A thought. Please indulge me.
CRISPR is derived from a bacterial mechanism that provides immunity from viruses by using RNA to cut and paste snippets of the viral attacker into the genetic code of the bacterium itself.
There are large scale endeavors to use genetic editing strategies to engineer responses to actual viruses. The arguments for expediency and exigency abound.
That these things come into our knowledge and come into technoscientific existence so quickly —seemingly all at once—- makes my brain hurt.
This is all happening so fast, my friends. Much of it in less than a decade. And even that short time scale seems to be compacting upon itself.
PostScript Sat March 15
But what we never seem to understand is that just because we have power doesn’t mean we are in control. Which, I am convinced, speeds up the process of humans attempting to colonize, cum synthesize, cum automate their individual AND aggregate activities. Whether we can admit it or not, synthetic biology is already here. A crisis like this will only expedite acknowledging the transformation of current and subsequent Homo sapiens genetics, before, during and after ‘expression’.
A species expands asymptotically, no longer what it thought it was, unbecoming in media res.
Or so I tell myself. #talesofthelatehuman
Accelerators and accelerants, recombinant and chaotic. Synthetic life emerges from this bacterial animal which, having colonized everything, learns to colonize anew. It grows, it devours, it blooms, it dies. But not without giving birth to other forms of life, intentionally and otherwise. The Xenobots arrive.
I’ve lost interest in maintaining anything other than spoken voice—presence. Writing seems like failure.
The rate of extraction of our linguistic domains, written and spoken, feels like extinction to me. Nothing else. Those at the top, we apex predators, best flee the earth or hack our own genomes and biomes to give ourselves, up and over, to other possible worlds, living and dead. We at the top are the most precarious of all. This is what I like to call autocolonialism. (“We do it to ourselves, we do.”) Naming it, defining it, giving it shape and form in language seems to do nothing more than extract further the value of whatever resistance might be articulated, rendered, voiced. I feel as though language is leaving us.
“It wears him out”
“Was a story selected for its statistical prominence among news organs, or because a personalization algorithm picked it out for us? If the selection was based on statistics, then which statistics—the number of mentions of the story, the authority of the news outlets promoting it, or something else entirely?” Frank Pasquale, The Black Box Society (2015)
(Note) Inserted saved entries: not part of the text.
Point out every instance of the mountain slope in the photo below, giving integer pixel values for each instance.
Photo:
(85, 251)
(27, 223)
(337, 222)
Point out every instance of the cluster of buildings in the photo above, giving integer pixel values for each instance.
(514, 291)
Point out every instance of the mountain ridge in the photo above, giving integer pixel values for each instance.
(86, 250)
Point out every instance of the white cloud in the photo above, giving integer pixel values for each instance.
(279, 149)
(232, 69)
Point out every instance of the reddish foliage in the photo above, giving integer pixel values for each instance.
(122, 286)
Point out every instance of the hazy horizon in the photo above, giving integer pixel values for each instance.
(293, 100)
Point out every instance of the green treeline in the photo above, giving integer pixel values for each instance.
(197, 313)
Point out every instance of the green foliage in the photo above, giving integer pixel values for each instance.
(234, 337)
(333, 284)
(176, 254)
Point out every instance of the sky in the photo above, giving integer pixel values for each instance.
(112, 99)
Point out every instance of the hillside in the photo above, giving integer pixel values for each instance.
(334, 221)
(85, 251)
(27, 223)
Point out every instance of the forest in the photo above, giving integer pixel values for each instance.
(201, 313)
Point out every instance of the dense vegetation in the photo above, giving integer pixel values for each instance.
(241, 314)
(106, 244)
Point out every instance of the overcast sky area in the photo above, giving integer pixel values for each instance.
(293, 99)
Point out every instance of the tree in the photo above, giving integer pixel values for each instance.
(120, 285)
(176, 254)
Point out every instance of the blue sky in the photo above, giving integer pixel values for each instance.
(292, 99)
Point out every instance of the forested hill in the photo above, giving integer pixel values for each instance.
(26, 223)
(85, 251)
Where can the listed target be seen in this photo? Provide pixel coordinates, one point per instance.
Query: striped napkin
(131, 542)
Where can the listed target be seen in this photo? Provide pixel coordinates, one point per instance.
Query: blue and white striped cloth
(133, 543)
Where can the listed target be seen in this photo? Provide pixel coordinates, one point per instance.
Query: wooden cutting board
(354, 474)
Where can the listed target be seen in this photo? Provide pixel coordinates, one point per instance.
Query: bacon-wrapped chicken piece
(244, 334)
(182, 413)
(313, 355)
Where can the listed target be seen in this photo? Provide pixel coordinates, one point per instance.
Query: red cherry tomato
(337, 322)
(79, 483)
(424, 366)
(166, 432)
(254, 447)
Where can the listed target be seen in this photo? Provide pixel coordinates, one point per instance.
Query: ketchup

I’m thinking, erm, something else entirely. #agnotology #talesofthelatehuman
Upgrade, feverish
Newness begets what we have found: nothingness. We could never be present in such expectations of a future, predicated upon nearly instantaneous forms of obsolescence.
The past and future enfold upon this non-existent now; a now which is forgetting, forgotten. Gone. Absent: Present. The late human sleepsasleep, wakesawake, shuns extinct, shuns.
We thought we were human as we consciously passed the ghost of ourselves onwards.
Past, psst, passed. Life.
#talesofthelatehuman
Writ(h)ing, always. These words. They fail me, fail us. New languages yet to be invented are just beyond my grasp, but I suspect not yours. But discourse in late liberalism is an ecological nightmare. Our publics a whispered -shush- of open secrets, power seeks anonymity and finds sanction from the highest courts in the land. United citizens, whistleblowing automata, what programs will we invent, to tell ourselves anything resembling this thing we have become. Maybe human once, but no longer, no longer.